“We can confirm that one person was caught at a routine check that police carried out,“ said Jessica Fremnell of the Arlanda police to daily Aftonbladet.
The SAS crew members were carrying out their duties on Tuesday when theywere asked to take the test and one of the pilots turned out to be over the legal limit.
According to an Aftonbladet source, the man was working on the outer safety checks of the craft when he tested positive for alcohol in the border police test.
The man had a blood alcohol content of over 1.0 promille, which is 0.8 promille over the limit. The limit in Sweden is a blood alcohol content exceeding 0.2 promille alcohol, both for driving and flying.
However, at SAS, the rules are even stricter, prohibiting pilots to fly unless they are under the 0.2 promille limit eight hours before takeoff.
After testing positive for alcohol the man was not allowed to fly the scheduled flight later in the afternoon.
The company were unwilling to disclose the destination to where the man was supposed to fly and told daily Dagens Nyheter (DN) that they view the incident as a “personnel issue” and not a security risk.
“We are aware of the situation and take what has happened extremely seriously.
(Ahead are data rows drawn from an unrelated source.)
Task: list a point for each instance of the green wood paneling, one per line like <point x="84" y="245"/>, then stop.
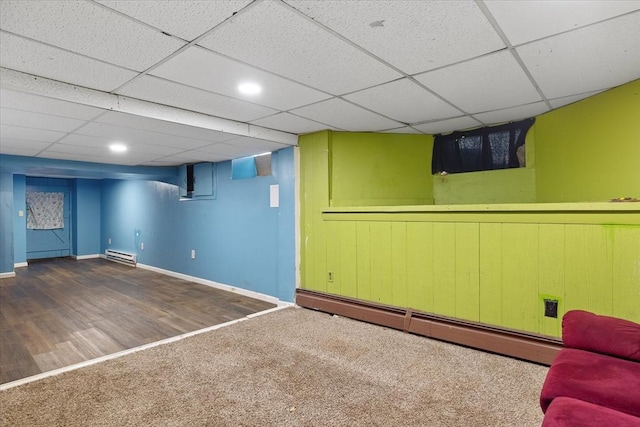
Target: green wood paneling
<point x="399" y="263"/>
<point x="381" y="272"/>
<point x="490" y="274"/>
<point x="551" y="275"/>
<point x="588" y="269"/>
<point x="444" y="268"/>
<point x="348" y="276"/>
<point x="363" y="261"/>
<point x="314" y="197"/>
<point x="625" y="270"/>
<point x="467" y="271"/>
<point x="520" y="276"/>
<point x="420" y="286"/>
<point x="333" y="274"/>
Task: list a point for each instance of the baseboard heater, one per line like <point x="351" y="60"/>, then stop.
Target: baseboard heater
<point x="521" y="345"/>
<point x="121" y="257"/>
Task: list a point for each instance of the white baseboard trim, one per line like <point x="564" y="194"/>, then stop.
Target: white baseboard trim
<point x="86" y="256"/>
<point x="221" y="286"/>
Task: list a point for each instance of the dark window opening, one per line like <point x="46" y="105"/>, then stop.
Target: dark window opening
<point x="487" y="148"/>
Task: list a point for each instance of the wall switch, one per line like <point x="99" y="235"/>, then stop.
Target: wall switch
<point x="551" y="308"/>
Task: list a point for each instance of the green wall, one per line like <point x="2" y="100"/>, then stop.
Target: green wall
<point x="489" y="263"/>
<point x="590" y="150"/>
<point x="369" y="169"/>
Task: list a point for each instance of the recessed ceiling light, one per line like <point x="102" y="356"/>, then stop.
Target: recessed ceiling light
<point x="118" y="148"/>
<point x="249" y="88"/>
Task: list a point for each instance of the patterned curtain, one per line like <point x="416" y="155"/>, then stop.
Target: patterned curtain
<point x="45" y="211"/>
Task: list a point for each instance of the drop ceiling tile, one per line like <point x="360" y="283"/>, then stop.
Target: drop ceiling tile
<point x="192" y="157"/>
<point x="18" y="151"/>
<point x="566" y="100"/>
<point x="229" y="150"/>
<point x="9" y="116"/>
<point x="204" y="69"/>
<point x="414" y="36"/>
<point x="275" y="38"/>
<point x="96" y="158"/>
<point x="165" y="92"/>
<point x="524" y="21"/>
<point x="449" y="125"/>
<point x="39" y="59"/>
<point x="89" y="29"/>
<point x="513" y="113"/>
<point x="343" y="115"/>
<point x="85" y="143"/>
<point x="129" y="135"/>
<point x="289" y="123"/>
<point x="488" y="83"/>
<point x="18" y="132"/>
<point x="161" y="126"/>
<point x="260" y="145"/>
<point x="184" y="19"/>
<point x="405" y="101"/>
<point x="40" y="104"/>
<point x="24" y="144"/>
<point x="405" y="130"/>
<point x="597" y="57"/>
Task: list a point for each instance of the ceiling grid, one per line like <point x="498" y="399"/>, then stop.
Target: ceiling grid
<point x="163" y="76"/>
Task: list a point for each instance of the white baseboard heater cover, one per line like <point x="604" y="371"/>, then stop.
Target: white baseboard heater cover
<point x="121" y="257"/>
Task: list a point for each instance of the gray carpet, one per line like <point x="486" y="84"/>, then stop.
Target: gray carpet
<point x="294" y="367"/>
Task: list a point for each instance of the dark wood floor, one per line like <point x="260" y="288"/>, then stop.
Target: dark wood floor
<point x="56" y="313"/>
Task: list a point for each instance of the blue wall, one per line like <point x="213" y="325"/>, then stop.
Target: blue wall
<point x="19" y="222"/>
<point x="238" y="238"/>
<point x="6" y="223"/>
<point x="86" y="213"/>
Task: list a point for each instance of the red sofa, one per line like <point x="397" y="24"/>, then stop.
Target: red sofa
<point x="595" y="379"/>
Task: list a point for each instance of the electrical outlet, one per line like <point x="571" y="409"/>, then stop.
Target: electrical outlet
<point x="551" y="308"/>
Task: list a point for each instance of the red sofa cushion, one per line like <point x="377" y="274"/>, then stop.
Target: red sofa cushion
<point x="602" y="334"/>
<point x="568" y="412"/>
<point x="592" y="377"/>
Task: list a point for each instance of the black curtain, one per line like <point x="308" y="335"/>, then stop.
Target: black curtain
<point x="480" y="149"/>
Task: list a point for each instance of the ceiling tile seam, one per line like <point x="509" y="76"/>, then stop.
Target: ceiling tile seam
<point x="494" y="23"/>
<point x="293" y="114"/>
<point x="313" y="120"/>
<point x="68" y="51"/>
<point x="264" y="70"/>
<point x="343" y="39"/>
<point x="94" y="121"/>
<point x="202" y="90"/>
<point x="428" y="122"/>
<point x="137" y="21"/>
<point x="561" y="33"/>
<point x="52" y="115"/>
<point x="372" y="111"/>
<point x="188" y="44"/>
<point x="18" y="81"/>
<point x="402" y="127"/>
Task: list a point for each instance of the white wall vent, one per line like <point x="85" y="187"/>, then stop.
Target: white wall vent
<point x="121" y="257"/>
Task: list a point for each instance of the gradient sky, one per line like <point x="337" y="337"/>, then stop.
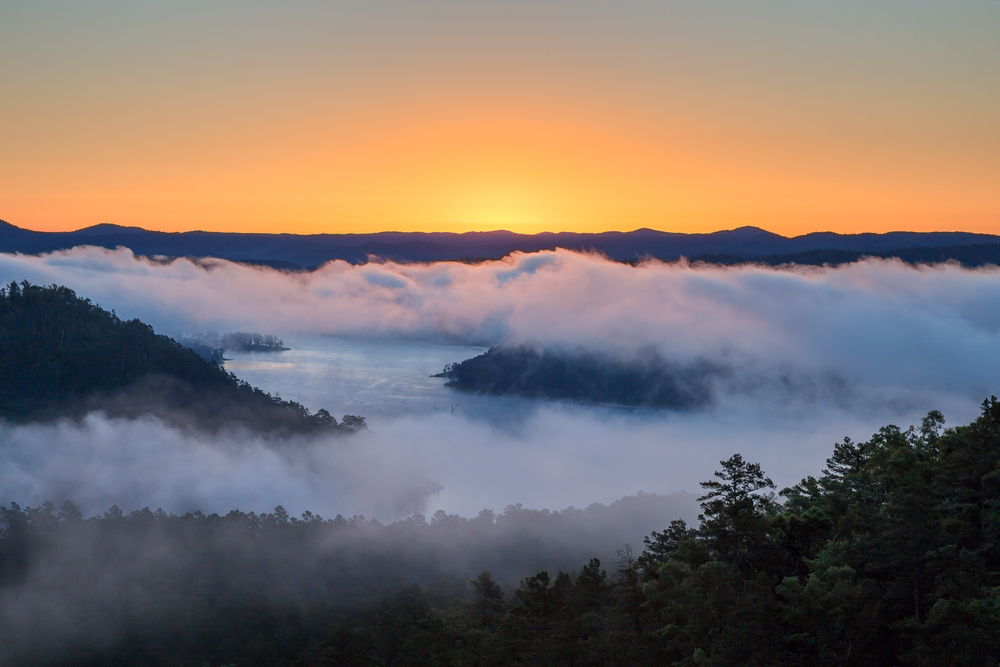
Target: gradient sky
<point x="857" y="115"/>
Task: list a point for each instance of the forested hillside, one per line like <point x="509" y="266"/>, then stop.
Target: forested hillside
<point x="585" y="377"/>
<point x="891" y="556"/>
<point x="61" y="355"/>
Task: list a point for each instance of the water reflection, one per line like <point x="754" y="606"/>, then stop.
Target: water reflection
<point x="377" y="379"/>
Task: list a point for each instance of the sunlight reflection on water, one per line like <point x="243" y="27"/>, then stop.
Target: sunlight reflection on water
<point x="376" y="379"/>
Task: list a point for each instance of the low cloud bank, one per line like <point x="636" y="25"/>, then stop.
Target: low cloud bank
<point x="553" y="457"/>
<point x="896" y="331"/>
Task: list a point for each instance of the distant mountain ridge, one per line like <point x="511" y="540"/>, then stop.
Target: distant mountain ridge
<point x="295" y="250"/>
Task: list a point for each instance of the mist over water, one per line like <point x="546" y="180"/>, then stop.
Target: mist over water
<point x="813" y="355"/>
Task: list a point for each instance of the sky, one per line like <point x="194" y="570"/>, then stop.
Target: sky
<point x="351" y="117"/>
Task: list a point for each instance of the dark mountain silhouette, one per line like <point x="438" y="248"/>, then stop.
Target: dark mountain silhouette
<point x="293" y="251"/>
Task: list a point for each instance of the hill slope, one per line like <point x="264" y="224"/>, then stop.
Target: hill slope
<point x="290" y="251"/>
<point x="61" y="355"/>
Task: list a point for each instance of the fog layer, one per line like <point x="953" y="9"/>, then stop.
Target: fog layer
<point x="877" y="323"/>
<point x="815" y="355"/>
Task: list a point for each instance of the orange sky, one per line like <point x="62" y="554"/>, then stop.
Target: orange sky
<point x="534" y="117"/>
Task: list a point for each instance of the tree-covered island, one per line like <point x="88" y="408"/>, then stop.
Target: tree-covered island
<point x="647" y="380"/>
<point x="61" y="355"/>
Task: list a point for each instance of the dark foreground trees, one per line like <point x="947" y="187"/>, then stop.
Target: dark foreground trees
<point x="891" y="556"/>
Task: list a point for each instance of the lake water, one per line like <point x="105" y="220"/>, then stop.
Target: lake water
<point x="376" y="379"/>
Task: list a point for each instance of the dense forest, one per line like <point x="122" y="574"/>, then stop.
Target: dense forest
<point x="61" y="355"/>
<point x="891" y="556"/>
<point x="585" y="377"/>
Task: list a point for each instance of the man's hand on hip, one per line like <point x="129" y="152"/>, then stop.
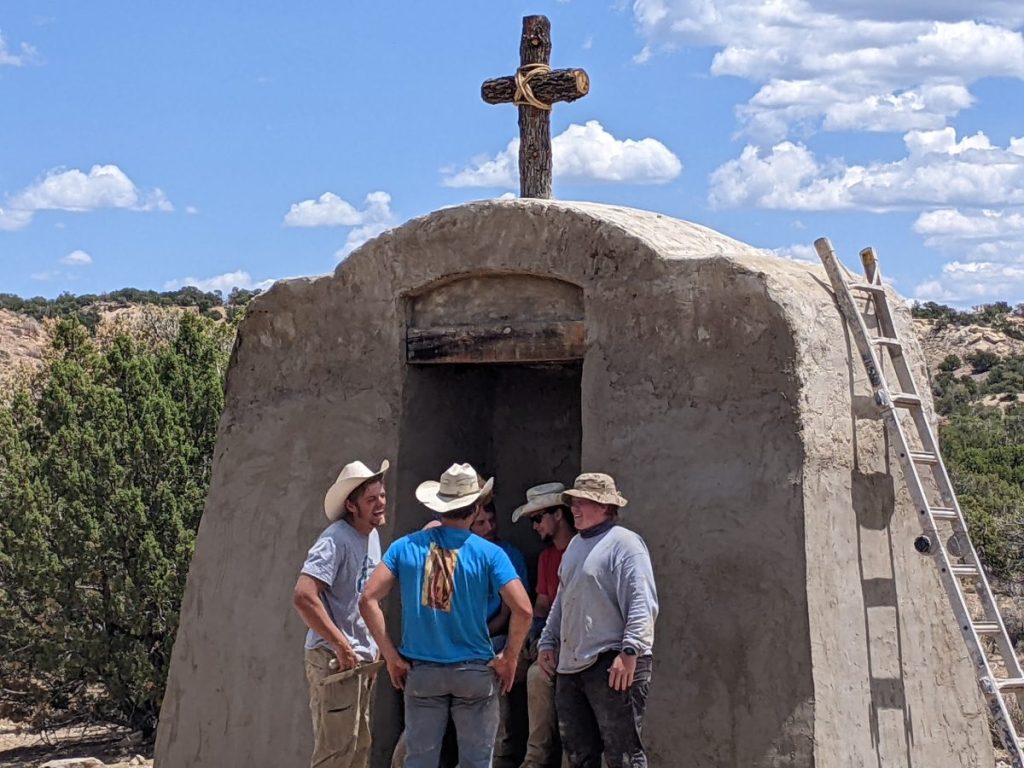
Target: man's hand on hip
<point x="397" y="670"/>
<point x="548" y="662"/>
<point x="346" y="657"/>
<point x="504" y="666"/>
<point x="622" y="671"/>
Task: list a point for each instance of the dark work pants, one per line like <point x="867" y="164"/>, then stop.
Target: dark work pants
<point x="594" y="719"/>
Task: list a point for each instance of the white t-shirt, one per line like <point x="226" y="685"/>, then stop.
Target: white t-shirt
<point x="343" y="559"/>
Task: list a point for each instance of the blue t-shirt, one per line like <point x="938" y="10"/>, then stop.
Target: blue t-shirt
<point x="519" y="563"/>
<point x="444" y="578"/>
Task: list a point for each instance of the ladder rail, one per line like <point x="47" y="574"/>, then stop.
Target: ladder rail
<point x="950" y="573"/>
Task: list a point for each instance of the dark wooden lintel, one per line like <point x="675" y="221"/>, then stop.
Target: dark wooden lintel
<point x="517" y="342"/>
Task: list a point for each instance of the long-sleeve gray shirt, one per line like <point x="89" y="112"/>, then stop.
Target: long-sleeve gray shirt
<point x="606" y="600"/>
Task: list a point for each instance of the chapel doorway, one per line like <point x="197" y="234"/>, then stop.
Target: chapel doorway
<point x="494" y="377"/>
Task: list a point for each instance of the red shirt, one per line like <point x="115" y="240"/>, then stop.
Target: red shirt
<point x="547" y="571"/>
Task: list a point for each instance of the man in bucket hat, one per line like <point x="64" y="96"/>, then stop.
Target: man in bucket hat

We support the border police's work to a 100 percent,” said Rebecka Södergren from SAS to Aftonbladet.
This is the first time someone has tested positive for alcohol at Arlanda since new rules came into effect in September 2010, making it possible for police to carry out checks on crew.
Göran Adbro, chairman of the Swedish Airline Pilots' Association (Svensk Pilotförening) has never before heard of any Swedish pilot being caught in a breathalyzer test.
“There is a zero tolerance policy for drinking and we stand by that,” he said to Aftonbladet.
After the discovery of the inebriated pilot, Scandinavian Airlines will be carrying out its own internal investigation alongside that of the police, according to DN.